Lorsque je sors de l’explosion de toutes mes valeurs avec mon divorce je décide d’interroger cette partie de moi que je n’ai jusqu’alors jamais laissé s’exprimer. Cette part très féminine de ma personne que je cache depuis ma plus tendre enfance, ce malaise lorsque je suis en présence d’individus débordant de testostérones, ce dégoût envers la mise en valeur d’une virilité débile comme symbole de ma masculinité. Je garde du texte pour mes expériences tantriques et autres mais c’est dans des ateliers à priori sans liens avec le sujet que je suis amené à expérimenter des pratiques pas si anodines que ça en rentrant en contact pour la première fois avec des corps nus de possesseurs de pénis, en explorant le plaisir prostatique avec une partenaire enthousiaste (et pas culpabilisante comme ce fut le cas auparavant), en dansant ou laissant s’exprimer une sensibilité refoulée depuis… Longtemps.
Je me rends aussi pour la première fois à la Gay Pride de Lille. Soutenir en parole et pensée est une chose mais se déplacer à la manifestation en est une autre. Je découvre alors un autre monde beaucoup plus diversifié que tout ce que j’avais imaginé. En explorant les milieux polyamoureux je suis en contact avec le milieu Queer de la capitale des Flandres qui me permet de découvrir encore plus de nuances dans les expressions de genre ou d’orientations relationnelles. Quelques soirées dans les strates de l’univers BDSM du Nord m’apportent encore plus de références et de couleurs d’acceptation et d’accueille des différences. A ce stade de ma vie j’ai compris qu’il ne s’agissait plus de parler de tolérance de la différence car ce terme sous entends un jeu de pouvoir relativement évident.
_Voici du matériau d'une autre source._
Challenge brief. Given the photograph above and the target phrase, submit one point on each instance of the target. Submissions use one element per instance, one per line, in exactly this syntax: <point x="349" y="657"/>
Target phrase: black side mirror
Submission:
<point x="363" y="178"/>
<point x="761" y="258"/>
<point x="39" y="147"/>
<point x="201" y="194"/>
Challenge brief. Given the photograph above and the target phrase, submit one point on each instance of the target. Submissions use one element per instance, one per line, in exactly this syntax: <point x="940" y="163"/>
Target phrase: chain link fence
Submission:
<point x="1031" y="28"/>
C’est dans la continuité de cette balade que je me rends en Février 2019 au salon LGBTQ+ qui se tient dans une salle des fêtes de Lille, proche du théâtre Sébastopol. Je me sens de plus en plus à l’aise dans cet environnement. Je passe un autre cap en découvrant les relations physiques avec ceux de mon genre. Je te passe la partie où je décide de colorer ma vie dans tous les sens (habits, maquillage, expressions diverses et variées) pour en arriver à aujourd’hui. Aujourd’hui la communauté LGBTQ+ a tout mon soutient, en action comme en paroles et pensées, ainsi qu’un peu de représentativité via certains de mes écrits (je ne suis pas certain que ça aide mais l’intention c’est ça).
S’il est intéressant d’avoir du croustillant sache qu’actuellement j’ai tendance à répondre ‘pansexuel’ quand on m’interroge sur mon orientation sexuelle, résultat de mes rencontres et expériences, de ma sensibilité du moment. Je me sens épanoui comme ça et plus libre d’assumer mes envies, désirs, fantaisies, élans vers maon prochaines s’iel est enthousiaste aussi.